Saints

GOWER is a place of Celtic saints – Peregrinari pro Christo, as the Romans described them – pilgrims for Christ (peregrē“having a tendency to wander, cross borders”).

Christianity came to Wales through the sea trade routes in the first centuries AD and South Walean Celts were taught by travelling desert monks. From Wales, Illtyd, Teilo, Dewi, Cadog, Patric and the others travelled to other parts of these islands and beyond, teaching and evangelizing, long before the Romans brought their empire version and “converted” the Saxons.

Extraordinary people have stood where we worship this morning and gazed at the marsh and the trees and listened to the birds, sat under a yew tree, contemplated and given praise for the beauty, for the breath in their lives, and received holy communion with the saints of all time, all space. Extraordinary people have stood also in our lives, holding the Christ light for us to walk a little distance or stepping gently at our side.

Today the church remembers all the saints who have carried the faith through the ages, given their lives to the God who called them. May we not forget them.

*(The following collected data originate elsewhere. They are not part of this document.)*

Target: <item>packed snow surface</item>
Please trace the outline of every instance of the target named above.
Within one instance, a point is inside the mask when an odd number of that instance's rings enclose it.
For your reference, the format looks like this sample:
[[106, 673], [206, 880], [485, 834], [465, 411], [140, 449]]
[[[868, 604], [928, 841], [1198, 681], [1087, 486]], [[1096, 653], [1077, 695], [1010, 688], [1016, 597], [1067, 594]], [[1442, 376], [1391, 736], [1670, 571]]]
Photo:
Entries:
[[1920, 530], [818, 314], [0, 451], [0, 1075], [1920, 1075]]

Let us not forget the saints of our lives. Let us not forget too that each and every one of us is called to be extraordinary even if history does not remember us.  Saints do not expect such things and are certainly not motivated by them. Saints are all too aware of their own ineptitude but they give themselves anyway. Saints are people just like us. Please God, may the  peregrinari pro Christo find our way through the brambled paths of this time.

~ by Fr Tim Ardouin on October 31, 2015.